Pernyataan tersebut disampaikan di tengah memburuknya situasi keamanan pasca-bom mobil yang menewaskan setidaknya 20 orang Rabu waktu setempat.

Mohamed menggunakan seragam militer saat mengumumkan situasi zona perang. Ia juga menawarkan agar anggota kelompok teroris itu menyerahkan.

"Kami beritahukan kepada anak muda yang dicuci otaknya oleh al-Shabab, mereka punya waktu 60 hari untuk meletakkan senjata yang mereka gunakan untuk membunuh rakyat dan datang kepada kami," terang Presiden Mohamed seperti dilansir Al Jazeera Jumat 7 April lalu.

Al-Shabab mengecam Presiden Mohamed yang dilantik pada Februari lalu 'murtad' dan meminta agar rakyat Somalia melakukan perlawanan.

Sementara itu, pada Kamis waktu setempat, Mohamed dikabarkan mengganti kepala kepolisian, intelijen, dan militer negara itu. Mohamed menilai, restrukturisasi keamanan dipandang sebagai upaya untuk mengonsolidasikan kekuasaan di negaranya.

Sebelumnya, sekitar sepekan lalu, pemerintahan Donald Trump setuju untuk menjalankan wewenang yang lebih luas dalam melawan kelompok al-Shabab di Somalia, termasuk melakukan serangan udara yang lebih agresif di bagian Somalia selatan.

Kelompok teroris al-Shabab berhasil diusir dari ibu kota negara itu dan sejumlah kota utama lainnya di Somalia oleh pasukan nasional dan multinasional Uni Afrika. Namun mereka masih melanjutkan serangan berupa pengeboman mematikan.

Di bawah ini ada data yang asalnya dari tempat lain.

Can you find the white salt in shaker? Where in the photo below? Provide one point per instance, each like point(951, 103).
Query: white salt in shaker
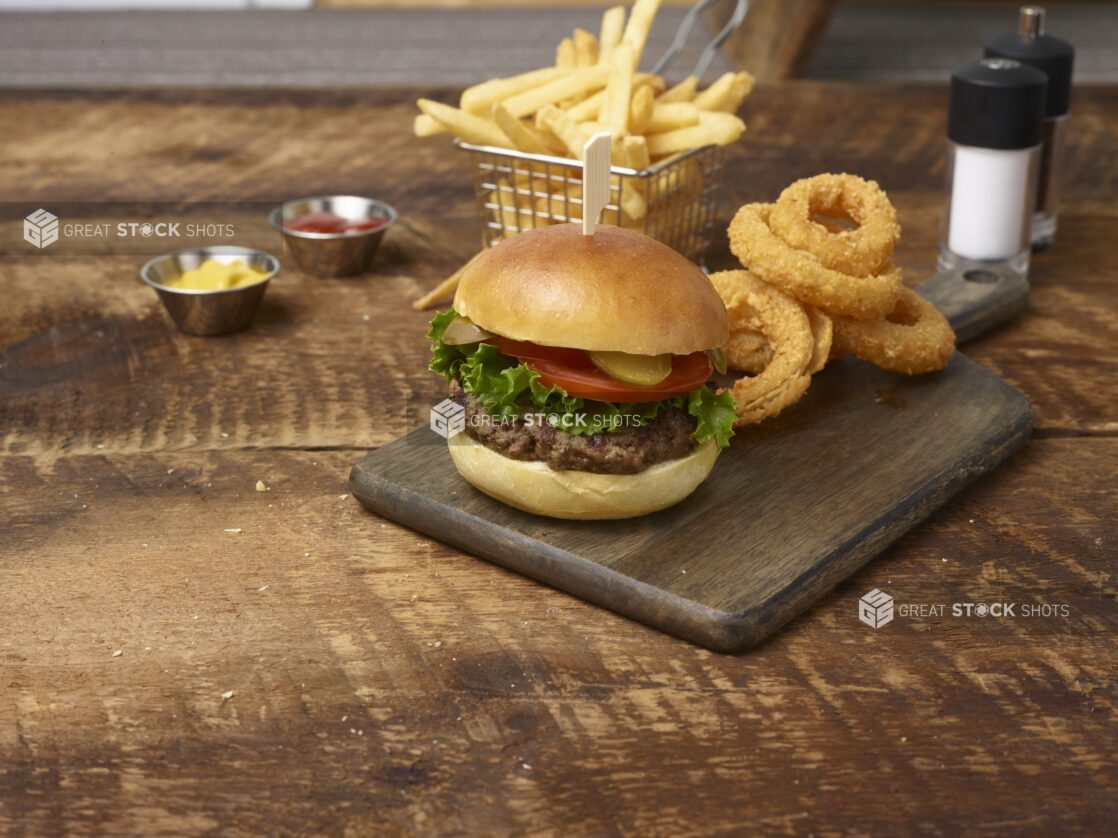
point(994, 133)
point(1054, 58)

Pasukan keamanan Somalia berada di bawah tekanan untuk meningkatkan kapasitas mereka mengingat kelak mereka akan memikul tanggung jawab untuk mengamankan Somalia pasca-penarikan 22.000 pasukan multinasional Uni Afrika dari negara itu.

Al-Shabab merupakan salah satu dari banyak tantangan yang dihadapi pemerintah Mohamed. Meski disokong bantuan keamanan ratusan juta dolar, sejumlah persoalan masih menghantui negara itu.

Sebut saja soal pembajakan. Sempat vakum beberapa lama, kini pembajakan kapal kembali terjadi di lepas pantai negara itu yang merupakan salah satu rute pelayaran paling penting di dunia.